Monday, 25 April 2016

7 stages of design

In today's lecture we was shown the seven stages of design, that is considered useful in the industry. These seven stages are key in producing work that is good enough for both clients and your portfolio.

STAGE 1: DEFINE
The first stage requires research into different areas of the cliental, so you have a full understanding of what they are asking you to complete. This includes who, what, when, where, why and how. You need to know who your clients are. This is so you can design something based for them. What they do, so you know what to portray in the work you create for them. When they want it for, so you can create a work plan. Where it will be going, so you can get the right size and dartboard dimensions. Why, so you can get an understanding.
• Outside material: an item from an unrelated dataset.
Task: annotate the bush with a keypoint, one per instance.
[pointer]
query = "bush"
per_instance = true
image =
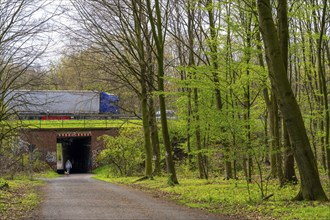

How, so you can create a piece if work in the best way for them to do what they want to do the best. 

STAGE 2: RESEARCH 
Research is an very important stage in designing; it allows the designer to determine the brief such as the style needed and content wanted, and without it would mean the final outcome is poor and unsuccessful.  Research is split up into two categories – primary and secondary. Primary research is research the designer as collected form his own photos, asking people questions ,drawings and secondary research is  research the design as collected from the internet, books, CDs.  

STAGE 3: IDEATE 
This stage is where the designer would use his research. This will form the base of any concepts. Which will come from, sketches, photos ETC 

STAGE 4: PROTOTYPE
This is where the designer will start to develop and refine his ideas. For a poster he will have on a double page spread, small drawings of the potential layout, and refine these by stating why this wouldn't work or why that wouldn't work. 

STAGE 5 : SELECT 
This is where the designer will select the idea that works the best and pursue it into the final piece.

STAGE 6: IMPLEMENT 
This is where the designer will have created the final outcome, the designer will check over his work comparing it to the brief, making sure he has completed what the client as asked for. 

STAGE 7: LEARN 
This is where the the designer will evaluate his work and find mistakes that he will learn from, and improve on these techniques for his next client, along with parts of his current work his client doesn't really like at the moment.